Op dit moment is verdachte niet meer werkzaam in de gezondheidszorg of maatschappelijke zorg. Hij is werkzoekend en woont sinds december 2022 zelfstandig. Verdachte heeft een beperkt sociaal netwerk en heeft ter terechtzitting aangegeven zich eenzaam te voelen. Hij is vanwege spanningsklachten door zijn huisarts verwezen naar een psycholoog, maar door de lange wachtlijsten is een gesprek met een psycholoog er nog niet van gekomen.
De reclassering heeft oplegging van bijzondere voorwaarden geadviseerd, te weten de meldplicht, ambulante behandeling en een beroepsverbod. Gegeven de jonge leeftijd van verdachte, maar ook de aard en ernst van het delict, acht de reclassering het noodzakelijk dat er nadere diagnostiek en een delictscenario verricht wordt en behandeling plaatsvindt. Verdachte heeft ter terechtzitting verklaard hieraan mee te zullen werken.
Alles afwegend komt de rechtbank tot het oordeel dat een onvoorwaardelijke gevangenisstraf langer dan de duur van het voorarrest van twee dagen achterwege dient te blijven. Redengevend hiervoor is onder andere dat verdachte een first offender is die niet eerder met justitie in aanraking is geweest en dat de ontuchtige handeling eenmalig heeft plaatsgevonden.
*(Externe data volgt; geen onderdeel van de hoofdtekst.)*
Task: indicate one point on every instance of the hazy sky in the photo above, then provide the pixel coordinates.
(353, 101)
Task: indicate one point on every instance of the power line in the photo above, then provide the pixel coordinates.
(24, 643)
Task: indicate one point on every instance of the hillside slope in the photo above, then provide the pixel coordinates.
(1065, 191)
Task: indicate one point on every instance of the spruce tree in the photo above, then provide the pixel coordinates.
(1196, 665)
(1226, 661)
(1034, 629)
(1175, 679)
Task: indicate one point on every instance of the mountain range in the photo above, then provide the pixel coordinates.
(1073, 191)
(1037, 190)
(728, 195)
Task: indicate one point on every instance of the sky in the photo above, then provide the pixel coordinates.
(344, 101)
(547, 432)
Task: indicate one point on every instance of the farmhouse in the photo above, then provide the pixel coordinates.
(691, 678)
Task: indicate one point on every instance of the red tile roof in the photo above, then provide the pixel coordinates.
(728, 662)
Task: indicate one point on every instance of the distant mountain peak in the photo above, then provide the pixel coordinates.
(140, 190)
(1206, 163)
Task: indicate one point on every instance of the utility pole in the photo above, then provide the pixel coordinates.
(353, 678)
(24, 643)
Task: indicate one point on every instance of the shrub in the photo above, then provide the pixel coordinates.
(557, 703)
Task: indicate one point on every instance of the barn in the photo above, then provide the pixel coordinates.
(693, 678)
Wel acht de rechtbank een taakstraf voor de maximale duur passend en geboden, zodat verdachte de consequenties van het door hem gepleegde grensoverschrijdende gedrag ervaart. De rechtbank zal de helft van deze taakstraf voorwaardelijk opleggen, zodat verdachte een flinke stok achter de deur krijgt en de door de reclassering geadviseerde bijzondere voorwaarden kunnen worden opgelegd. Het beroepsverbod zal de rechtbank echter niet in het kader van bijzondere voorwaarden opleggen, maar als bijkomende straf. De rechtbank zal verdachte een beroepsverbod opleggen om in de gezondheidszorg en maatschappelijke zorg werkzaam te zijn (in brede zin), nu het bewezenverklaarde feit tijdens de uitoefening van zijn beroep als assistent-begeleider is begaan. Deze bijkomende straf wordt, om recidive te voorkomen, opgelegd voor een termijn van vijf jaren.